Category Archives: Teaching 2017_2018

The best and the brightest

Monday’s circle began, as it always does, with a weekend update — what did you get up to this weekend — and a second question: what did you do to compete with the best and brightest? I prefaced this by talking about the potential I see in all of them and how I want them to someday be their best selves.

I wanted to highlight the fact that they are competing against children who spend far more time reading, writing, and thinking about their schoolwork. This is a hard one to do in circle: I didn’t want to produce automatic adolescent us vs. them stuff but I also didn’t want anyone believing that they’ve made it already. The intense, relationship based culture of our school allows us to see the immense potential of all students. Potential is just potential, though, and nothing’s sadder than when it goes unrealized.

It’s about creating the situation where you realize you need to work harder.

(Also, I’ve not forgotten how the so-called best and the brightest made a hash out of a war. )

Transfer: one skill to another

One of my big questions for the week is how we bring work we do in one sphere of our lives into another. In other words, do the skills we cultivate in our home matter for what we do at school? The skills we make on the playing field or in the rehearsal room — how do they make our project work, our academic work, our life work better? Do they? What transfers? What doesn’t transfer?

It’s surprisingly difficult to get people to identify things they’re good at, particularly in public, so we wrote first: name three things you’re good at, one from home, one from school, and one from everywhere else. Then we turned to the ways in which those skills/those strengths do support project work and the way they don’t.

I got some tape (amateur hour, I know) but we have some cool artifacts as well.

What we need to work on in our advisory

We graded ourselves on the four words today. Collaborative, Professional, Persistent, and Motivational…students graded themselves on one word, then graded the community on a second word, and then concluded by grading their peers on the two remaining words.

On the back of the paper, they wrote about what they see as the biggest issues facing our advisory:

Patience
We need to work on talking less when in big groups.
Not being a liar.
One thing we need to work on is staying focused on the work.
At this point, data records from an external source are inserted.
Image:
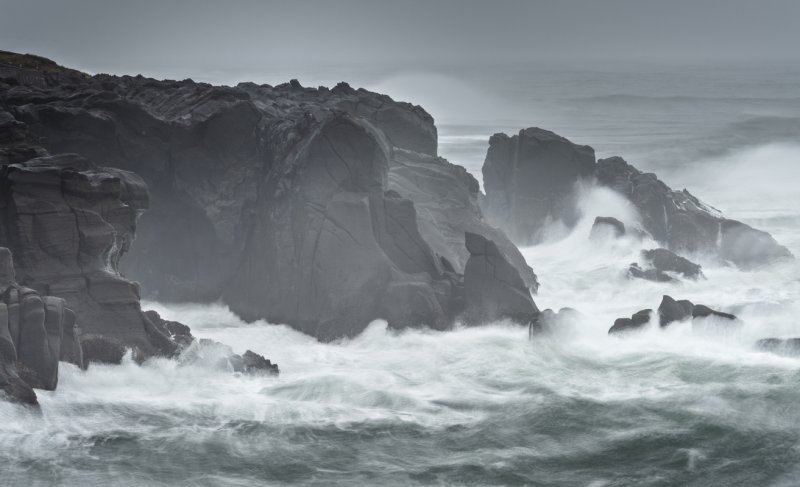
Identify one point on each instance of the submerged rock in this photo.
(637, 321)
(549, 321)
(670, 311)
(662, 265)
(210, 353)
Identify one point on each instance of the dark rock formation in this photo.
(606, 226)
(551, 321)
(670, 311)
(177, 332)
(493, 289)
(531, 178)
(666, 261)
(103, 350)
(662, 265)
(36, 332)
(703, 311)
(213, 354)
(320, 208)
(446, 198)
(636, 321)
(680, 221)
(638, 272)
(68, 223)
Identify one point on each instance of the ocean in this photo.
(486, 406)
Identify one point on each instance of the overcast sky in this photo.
(185, 38)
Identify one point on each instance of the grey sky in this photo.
(182, 36)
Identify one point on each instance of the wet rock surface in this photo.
(530, 180)
(637, 321)
(662, 265)
(336, 194)
(493, 290)
(673, 311)
(36, 332)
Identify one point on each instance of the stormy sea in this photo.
(487, 406)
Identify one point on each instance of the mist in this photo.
(182, 38)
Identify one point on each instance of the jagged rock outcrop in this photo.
(685, 224)
(549, 321)
(36, 332)
(671, 311)
(530, 179)
(213, 354)
(320, 208)
(636, 321)
(493, 289)
(661, 265)
(68, 223)
(446, 198)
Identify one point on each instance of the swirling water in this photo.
(475, 406)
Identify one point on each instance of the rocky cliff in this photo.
(320, 208)
(36, 332)
(531, 179)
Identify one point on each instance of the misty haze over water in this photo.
(715, 110)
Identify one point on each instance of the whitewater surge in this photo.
(475, 406)
(486, 406)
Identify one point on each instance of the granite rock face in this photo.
(672, 311)
(530, 179)
(493, 290)
(320, 208)
(36, 332)
(68, 223)
(661, 265)
(637, 321)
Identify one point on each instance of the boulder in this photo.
(681, 222)
(661, 265)
(530, 179)
(606, 226)
(670, 311)
(667, 261)
(703, 311)
(637, 321)
(209, 353)
(549, 321)
(493, 289)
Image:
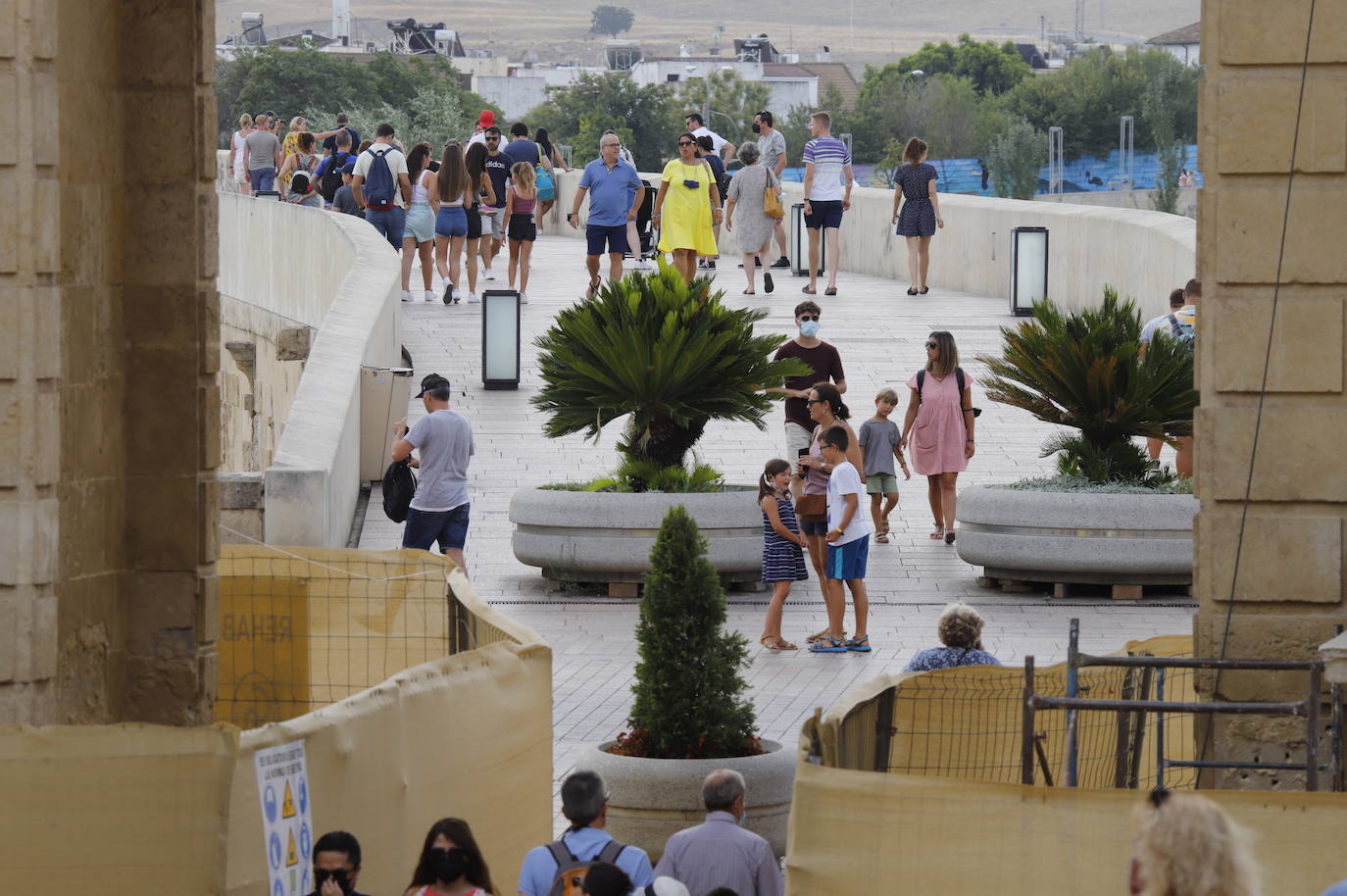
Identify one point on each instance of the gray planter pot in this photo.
(600, 536)
(1062, 536)
(651, 799)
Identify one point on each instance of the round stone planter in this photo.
(651, 799)
(604, 536)
(1063, 536)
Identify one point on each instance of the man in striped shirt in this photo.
(825, 163)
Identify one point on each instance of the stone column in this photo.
(1289, 593)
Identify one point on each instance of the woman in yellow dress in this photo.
(694, 205)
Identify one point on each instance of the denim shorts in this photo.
(846, 562)
(425, 527)
(824, 215)
(451, 222)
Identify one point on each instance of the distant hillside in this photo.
(882, 28)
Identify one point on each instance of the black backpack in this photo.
(399, 488)
(958, 378)
(330, 180)
(570, 871)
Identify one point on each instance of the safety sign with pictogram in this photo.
(285, 816)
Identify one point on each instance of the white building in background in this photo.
(1181, 43)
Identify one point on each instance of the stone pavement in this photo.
(879, 331)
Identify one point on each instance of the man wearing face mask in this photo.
(825, 366)
(335, 866)
(721, 852)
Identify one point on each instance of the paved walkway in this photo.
(879, 333)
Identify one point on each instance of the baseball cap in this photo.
(432, 381)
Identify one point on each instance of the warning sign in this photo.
(287, 823)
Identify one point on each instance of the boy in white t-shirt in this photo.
(849, 542)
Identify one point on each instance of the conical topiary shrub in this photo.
(690, 695)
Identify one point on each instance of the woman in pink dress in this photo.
(450, 863)
(937, 428)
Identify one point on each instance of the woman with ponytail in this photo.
(782, 558)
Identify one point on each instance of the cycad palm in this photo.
(667, 353)
(1083, 370)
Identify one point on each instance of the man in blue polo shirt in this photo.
(615, 193)
(585, 806)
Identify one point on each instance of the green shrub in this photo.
(690, 695)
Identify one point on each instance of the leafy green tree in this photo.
(1088, 94)
(690, 694)
(611, 21)
(991, 69)
(727, 94)
(1157, 107)
(667, 356)
(579, 114)
(1016, 158)
(1083, 370)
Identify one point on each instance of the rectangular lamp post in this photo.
(500, 338)
(1028, 269)
(800, 244)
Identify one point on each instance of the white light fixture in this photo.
(1028, 269)
(800, 244)
(500, 338)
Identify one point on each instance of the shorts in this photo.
(825, 215)
(474, 224)
(796, 438)
(814, 528)
(522, 227)
(492, 222)
(421, 223)
(597, 234)
(846, 562)
(389, 223)
(425, 527)
(881, 484)
(451, 222)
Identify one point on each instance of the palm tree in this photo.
(1084, 371)
(669, 355)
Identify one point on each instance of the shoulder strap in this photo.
(561, 853)
(611, 852)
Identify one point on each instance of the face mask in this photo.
(449, 864)
(339, 876)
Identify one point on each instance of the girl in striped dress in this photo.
(782, 558)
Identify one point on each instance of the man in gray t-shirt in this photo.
(439, 510)
(263, 150)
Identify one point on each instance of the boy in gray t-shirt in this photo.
(878, 438)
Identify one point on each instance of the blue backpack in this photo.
(378, 186)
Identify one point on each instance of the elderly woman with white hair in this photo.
(961, 632)
(753, 227)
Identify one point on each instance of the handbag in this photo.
(813, 508)
(771, 201)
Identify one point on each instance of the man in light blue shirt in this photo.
(616, 191)
(585, 805)
(720, 852)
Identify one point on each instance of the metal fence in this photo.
(301, 628)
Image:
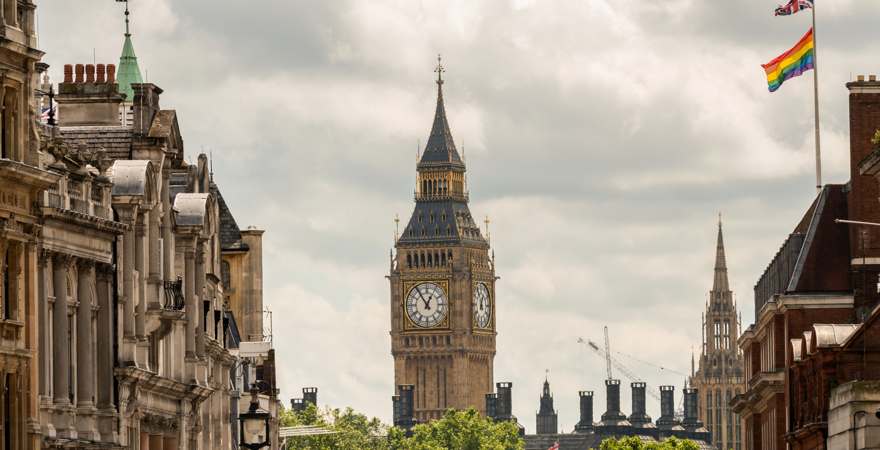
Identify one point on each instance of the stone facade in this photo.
(546, 419)
(442, 282)
(116, 330)
(22, 182)
(719, 375)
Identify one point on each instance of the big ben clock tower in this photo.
(442, 287)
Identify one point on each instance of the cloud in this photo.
(602, 138)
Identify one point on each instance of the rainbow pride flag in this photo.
(792, 63)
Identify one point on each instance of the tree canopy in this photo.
(350, 430)
(634, 443)
(461, 430)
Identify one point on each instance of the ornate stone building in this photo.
(442, 287)
(22, 182)
(719, 376)
(546, 420)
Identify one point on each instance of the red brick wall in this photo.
(864, 120)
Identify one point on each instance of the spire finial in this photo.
(127, 13)
(439, 70)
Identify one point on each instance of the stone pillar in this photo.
(142, 348)
(45, 350)
(105, 328)
(85, 363)
(156, 442)
(139, 263)
(61, 347)
(169, 443)
(200, 297)
(167, 232)
(61, 350)
(191, 301)
(128, 285)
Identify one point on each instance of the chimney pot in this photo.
(90, 73)
(100, 73)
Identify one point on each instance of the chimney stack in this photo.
(145, 104)
(90, 73)
(667, 408)
(89, 96)
(310, 395)
(612, 403)
(862, 205)
(404, 408)
(639, 416)
(585, 425)
(491, 405)
(690, 408)
(503, 406)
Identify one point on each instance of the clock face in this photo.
(426, 305)
(482, 305)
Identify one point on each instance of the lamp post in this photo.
(254, 424)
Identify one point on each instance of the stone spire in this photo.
(440, 149)
(129, 71)
(720, 284)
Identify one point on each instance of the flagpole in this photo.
(816, 102)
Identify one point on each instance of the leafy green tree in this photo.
(460, 430)
(351, 430)
(634, 443)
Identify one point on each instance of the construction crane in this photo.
(610, 361)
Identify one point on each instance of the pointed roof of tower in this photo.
(720, 283)
(440, 149)
(129, 71)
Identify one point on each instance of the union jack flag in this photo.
(793, 6)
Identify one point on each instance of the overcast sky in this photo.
(602, 139)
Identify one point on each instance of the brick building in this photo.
(815, 307)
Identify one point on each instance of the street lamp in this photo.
(254, 424)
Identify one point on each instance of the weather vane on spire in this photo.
(127, 32)
(440, 69)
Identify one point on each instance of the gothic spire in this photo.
(720, 283)
(440, 149)
(129, 71)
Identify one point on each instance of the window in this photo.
(7, 278)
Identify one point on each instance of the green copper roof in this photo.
(129, 72)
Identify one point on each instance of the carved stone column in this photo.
(85, 353)
(45, 350)
(191, 301)
(200, 297)
(104, 328)
(139, 263)
(142, 356)
(154, 243)
(61, 344)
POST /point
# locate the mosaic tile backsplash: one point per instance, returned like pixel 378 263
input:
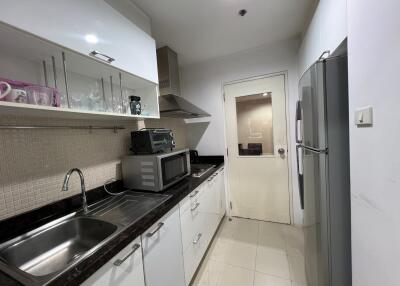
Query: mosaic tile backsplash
pixel 33 163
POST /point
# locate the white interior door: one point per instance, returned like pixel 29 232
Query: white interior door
pixel 255 118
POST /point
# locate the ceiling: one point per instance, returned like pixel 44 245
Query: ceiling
pixel 199 30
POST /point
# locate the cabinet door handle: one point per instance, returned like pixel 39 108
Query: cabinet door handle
pixel 195 207
pixel 196 241
pixel 159 226
pixel 101 56
pixel 194 194
pixel 120 261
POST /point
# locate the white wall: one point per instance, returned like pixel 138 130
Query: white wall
pixel 202 84
pixel 327 29
pixel 133 13
pixel 374 61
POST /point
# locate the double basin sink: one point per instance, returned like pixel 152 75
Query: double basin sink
pixel 39 256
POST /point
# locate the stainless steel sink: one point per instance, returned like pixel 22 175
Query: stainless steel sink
pixel 55 247
pixel 41 255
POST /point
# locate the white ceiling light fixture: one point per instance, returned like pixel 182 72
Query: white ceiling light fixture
pixel 91 39
pixel 242 12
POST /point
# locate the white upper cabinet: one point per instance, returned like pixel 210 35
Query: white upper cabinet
pixel 85 27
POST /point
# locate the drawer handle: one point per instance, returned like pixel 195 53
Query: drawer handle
pixel 194 194
pixel 196 241
pixel 101 56
pixel 195 207
pixel 159 226
pixel 120 261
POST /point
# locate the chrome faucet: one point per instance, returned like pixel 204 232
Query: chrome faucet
pixel 65 186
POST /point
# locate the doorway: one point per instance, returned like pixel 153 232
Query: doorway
pixel 256 138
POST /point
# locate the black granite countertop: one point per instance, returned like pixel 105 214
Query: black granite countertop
pixel 18 225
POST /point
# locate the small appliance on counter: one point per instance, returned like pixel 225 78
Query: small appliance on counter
pixel 135 105
pixel 152 140
pixel 155 172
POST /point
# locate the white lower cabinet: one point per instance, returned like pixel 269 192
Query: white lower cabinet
pixel 162 252
pixel 173 247
pixel 200 221
pixel 124 269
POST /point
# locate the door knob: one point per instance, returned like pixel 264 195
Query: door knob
pixel 281 151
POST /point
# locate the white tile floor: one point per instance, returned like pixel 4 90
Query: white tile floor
pixel 254 253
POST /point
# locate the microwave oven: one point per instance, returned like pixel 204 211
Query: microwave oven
pixel 155 172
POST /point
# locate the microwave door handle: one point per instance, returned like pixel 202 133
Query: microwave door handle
pixel 300 178
pixel 298 119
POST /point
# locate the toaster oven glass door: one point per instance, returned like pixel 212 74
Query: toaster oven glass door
pixel 174 168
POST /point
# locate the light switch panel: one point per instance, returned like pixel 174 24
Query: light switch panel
pixel 363 116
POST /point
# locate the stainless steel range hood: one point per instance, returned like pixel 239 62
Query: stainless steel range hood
pixel 171 104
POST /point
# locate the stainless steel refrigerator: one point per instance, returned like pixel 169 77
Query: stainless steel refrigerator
pixel 322 135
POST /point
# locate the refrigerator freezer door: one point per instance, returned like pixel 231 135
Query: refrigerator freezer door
pixel 315 224
pixel 313 108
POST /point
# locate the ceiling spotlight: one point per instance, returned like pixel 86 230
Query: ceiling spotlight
pixel 91 38
pixel 242 12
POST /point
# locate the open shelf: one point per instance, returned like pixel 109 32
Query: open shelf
pixel 22 57
pixel 30 110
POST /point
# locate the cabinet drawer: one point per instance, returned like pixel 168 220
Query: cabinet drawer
pixel 189 200
pixel 162 251
pixel 193 255
pixel 192 221
pixel 124 269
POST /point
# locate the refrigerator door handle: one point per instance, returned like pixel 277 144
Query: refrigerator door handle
pixel 298 119
pixel 300 178
pixel 316 151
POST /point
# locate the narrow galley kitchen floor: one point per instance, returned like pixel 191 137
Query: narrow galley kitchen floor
pixel 254 253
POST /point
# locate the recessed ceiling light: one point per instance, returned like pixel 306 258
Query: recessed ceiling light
pixel 92 39
pixel 242 12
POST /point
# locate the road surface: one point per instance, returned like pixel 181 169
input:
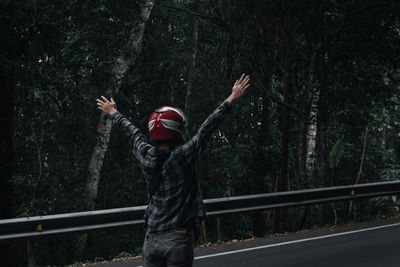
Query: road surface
pixel 367 245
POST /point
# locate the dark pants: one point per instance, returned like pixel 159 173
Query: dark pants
pixel 172 249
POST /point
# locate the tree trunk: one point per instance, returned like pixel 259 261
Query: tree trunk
pixel 280 221
pixel 259 218
pixel 193 62
pixel 125 60
pixel 7 93
pixel 321 136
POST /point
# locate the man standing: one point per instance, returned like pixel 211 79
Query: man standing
pixel 175 207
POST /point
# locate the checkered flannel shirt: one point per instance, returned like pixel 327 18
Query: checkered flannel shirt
pixel 177 201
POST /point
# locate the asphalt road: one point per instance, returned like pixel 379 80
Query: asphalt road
pixel 366 245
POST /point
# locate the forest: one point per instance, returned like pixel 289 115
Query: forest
pixel 323 108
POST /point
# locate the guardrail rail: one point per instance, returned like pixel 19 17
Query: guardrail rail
pixel 77 222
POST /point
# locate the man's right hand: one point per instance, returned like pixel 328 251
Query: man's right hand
pixel 107 106
pixel 239 88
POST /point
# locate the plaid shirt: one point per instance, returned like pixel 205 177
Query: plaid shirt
pixel 177 201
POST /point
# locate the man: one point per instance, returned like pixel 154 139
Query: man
pixel 175 207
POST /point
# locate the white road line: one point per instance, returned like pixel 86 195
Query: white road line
pixel 295 241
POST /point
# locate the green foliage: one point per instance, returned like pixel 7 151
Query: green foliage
pixel 62 52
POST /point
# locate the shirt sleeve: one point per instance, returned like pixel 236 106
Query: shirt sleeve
pixel 137 141
pixel 197 143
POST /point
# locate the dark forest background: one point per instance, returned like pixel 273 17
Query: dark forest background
pixel 325 95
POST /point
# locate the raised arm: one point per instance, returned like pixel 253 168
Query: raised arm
pixel 136 139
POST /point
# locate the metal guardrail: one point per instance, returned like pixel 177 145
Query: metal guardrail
pixel 68 223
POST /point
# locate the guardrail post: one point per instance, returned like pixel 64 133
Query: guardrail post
pixel 30 251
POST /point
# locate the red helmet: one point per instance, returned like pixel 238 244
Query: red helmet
pixel 167 123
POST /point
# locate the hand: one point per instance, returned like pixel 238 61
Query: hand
pixel 106 106
pixel 239 88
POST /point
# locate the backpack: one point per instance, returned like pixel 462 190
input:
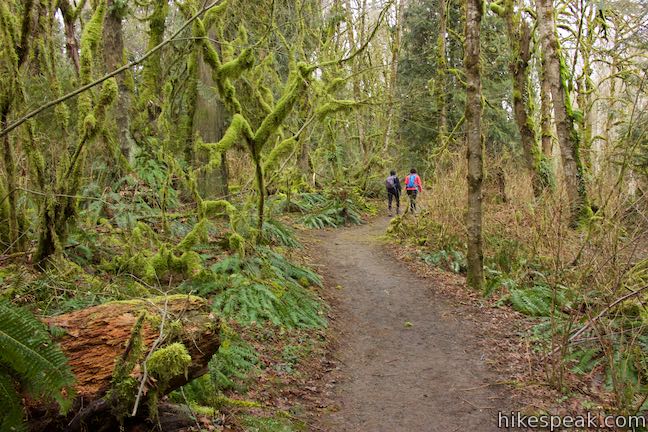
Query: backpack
pixel 390 183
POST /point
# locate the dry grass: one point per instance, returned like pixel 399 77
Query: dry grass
pixel 530 241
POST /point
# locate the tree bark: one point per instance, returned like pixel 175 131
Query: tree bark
pixel 69 23
pixel 519 36
pixel 393 72
pixel 545 116
pixel 473 10
pixel 114 57
pixel 442 73
pixel 568 137
pixel 357 95
pixel 209 123
pixel 97 338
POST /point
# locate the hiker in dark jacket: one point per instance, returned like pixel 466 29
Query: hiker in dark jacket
pixel 393 191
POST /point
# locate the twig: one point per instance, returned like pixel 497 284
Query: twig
pixel 88 86
pixel 155 344
pixel 605 310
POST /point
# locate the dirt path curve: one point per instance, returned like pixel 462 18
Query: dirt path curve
pixel 408 362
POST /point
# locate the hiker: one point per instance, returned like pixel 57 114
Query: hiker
pixel 393 191
pixel 413 187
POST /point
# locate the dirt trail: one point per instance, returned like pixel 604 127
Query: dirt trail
pixel 408 362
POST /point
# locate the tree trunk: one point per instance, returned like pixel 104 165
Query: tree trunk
pixel 568 137
pixel 357 95
pixel 519 36
pixel 442 73
pixel 71 43
pixel 393 72
pixel 546 117
pixel 209 123
pixel 12 192
pixel 99 339
pixel 114 57
pixel 474 143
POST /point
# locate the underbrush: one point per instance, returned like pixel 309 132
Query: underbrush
pixel 584 288
pixel 331 208
pixel 141 239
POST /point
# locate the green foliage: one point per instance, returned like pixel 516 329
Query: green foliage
pixel 168 362
pixel 232 365
pixel 32 360
pixel 279 234
pixel 453 260
pixel 333 209
pixel 267 287
pixel 539 300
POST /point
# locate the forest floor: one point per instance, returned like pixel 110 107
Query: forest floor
pixel 408 357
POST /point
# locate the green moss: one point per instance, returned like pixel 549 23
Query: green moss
pixel 238 131
pixel 234 68
pixel 294 89
pixel 279 151
pixel 168 362
pixel 123 387
pixel 334 107
pixel 214 208
pixel 197 235
pixel 90 39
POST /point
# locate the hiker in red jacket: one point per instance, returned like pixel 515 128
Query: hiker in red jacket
pixel 413 187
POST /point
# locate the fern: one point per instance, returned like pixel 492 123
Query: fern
pixel 231 366
pixel 267 287
pixel 33 358
pixel 11 418
pixel 536 301
pixel 279 234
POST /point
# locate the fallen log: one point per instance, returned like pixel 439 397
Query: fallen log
pixel 111 349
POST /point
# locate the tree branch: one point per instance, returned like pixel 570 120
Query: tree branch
pixel 88 86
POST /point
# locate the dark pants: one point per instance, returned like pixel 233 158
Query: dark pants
pixel 412 195
pixel 393 195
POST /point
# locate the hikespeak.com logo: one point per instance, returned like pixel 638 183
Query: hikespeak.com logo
pixel 589 421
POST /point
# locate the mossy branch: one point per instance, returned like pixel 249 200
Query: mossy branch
pixel 279 151
pixel 92 84
pixel 239 130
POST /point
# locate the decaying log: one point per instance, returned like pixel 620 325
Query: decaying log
pixel 96 338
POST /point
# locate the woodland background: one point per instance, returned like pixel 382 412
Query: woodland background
pixel 228 123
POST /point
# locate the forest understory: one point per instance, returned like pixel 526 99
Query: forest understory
pixel 193 214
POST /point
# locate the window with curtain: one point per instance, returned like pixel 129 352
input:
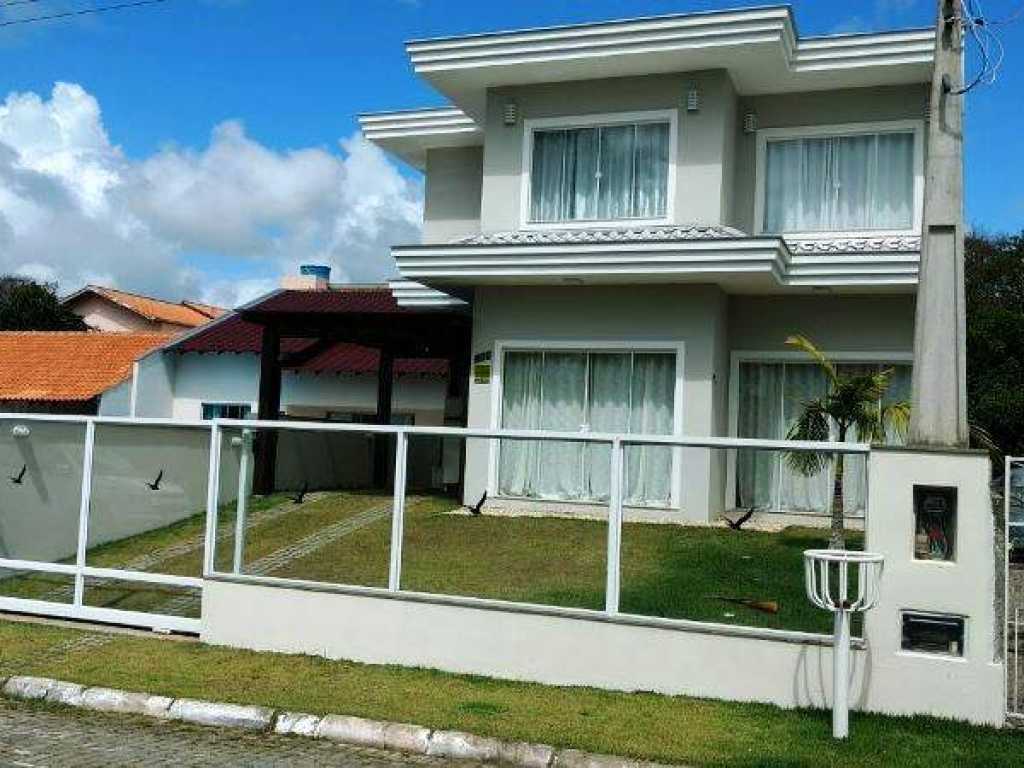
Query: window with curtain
pixel 600 173
pixel 625 392
pixel 770 397
pixel 840 183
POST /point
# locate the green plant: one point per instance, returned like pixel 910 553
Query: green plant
pixel 851 402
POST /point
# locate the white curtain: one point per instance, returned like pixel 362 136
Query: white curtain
pixel 602 392
pixel 608 172
pixel 648 468
pixel 840 183
pixel 770 397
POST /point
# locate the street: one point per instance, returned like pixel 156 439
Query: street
pixel 35 735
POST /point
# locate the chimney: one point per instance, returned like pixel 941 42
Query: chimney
pixel 310 278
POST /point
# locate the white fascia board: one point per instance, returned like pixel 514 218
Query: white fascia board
pixel 410 133
pixel 720 257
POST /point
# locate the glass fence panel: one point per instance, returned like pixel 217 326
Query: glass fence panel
pixel 316 505
pixel 741 565
pixel 141 597
pixel 147 509
pixel 31 585
pixel 40 489
pixel 538 536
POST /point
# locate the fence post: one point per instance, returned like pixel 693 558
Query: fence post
pixel 241 506
pixel 613 578
pixel 83 511
pixel 212 495
pixel 398 510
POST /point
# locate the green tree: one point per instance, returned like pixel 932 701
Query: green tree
pixel 994 292
pixel 853 408
pixel 27 305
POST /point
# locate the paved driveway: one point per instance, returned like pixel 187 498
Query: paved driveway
pixel 32 735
I think that a good portion of us take independent work for granted.
Not going on Youtube so much.
We need to work on our own projects.
One thing we need to work on is having one voice when someone else is talking.
Getting the entire class to buckle down and be quiet and get the work done when needed. For example, no side conversations, no singing out loud, etc. Basically like a library when it’s time to work. Otherwise it can be as loud as ever.
Talking to people outside our friend groups.
I think people need to shh…
Our four hours togeher we need to get each other to be involved when we’re doing group work because students are willing to collaborate.
One voice/proper argument debate
We need to learn how to get focused when it’s time to work.
Stop talking over each other.
I don’t want to change anything.
Speaking one at a time.

Why go to college? Why go to night school?

Good Thursday morning conversation about the good and bad reasons people go to college. We drew a line, labelled one side good and the other bad, and then started populating the sheet. There are a lot of reasons people go to college; how many good reasons…not so many.

I was happy that at least one person talked about how you go to college to learn about things you care about. And to learn about what you want to learn about.

Then I started singing this song…

Why go to college? Why stay in night school? Going to be different this time…

Adolescence

One of our themes for our escape room is adolescence. After all, we’re a high school, and if we’re doing things right, our approach builds on an understanding of adolescence and how to structure a school such that we capitalize on the great parts of being a teenager and minimize the problems.

We first did some drawing. Adolescent surrounded by the traits of adolescence, radiating off as lines. Then, with each line, we wrote about how The Workshop School deals with that trait in positive ways and negative ways.

Example one

Example two

What was striking to me about the eventual list, with explanations, was that it was the same list that a group of experts in the field might have come up with:

Music
Tired
Independence
Doing things just because  
Poor decisions
Social media
Growth  
Sneaky  
Trying to find out identity
Who do you want to be?  
Risk-taking
Short attention span  
Thinking about the future
Style  
Overthinking and not thinking (DW: This is brilliant! Why can your mind be spinning and yet when someone asks you a question you’re like huh?)
What’s life?
Finding your purpose
Developing self-awareness
Social media  
Multitasking
Eros (life drive)  
New beginnings
Rebellious /defy
Finding who you are/figuring out who you are  
Wild
Takes risk  
Exploring limits

What is project based learning?

We’re building escape rooms. We’re thinking about what makes our school and what are the key concepts that we must build it around. Here’s how one student responded when I asked, “what’s at the heart of project based learning?”

It’s that they “give us space to make mistakes. They give us space to figure it out on our own.”

Brilliant.

Now we have to figure out how to make one of our escape room puzzles reflect this idea.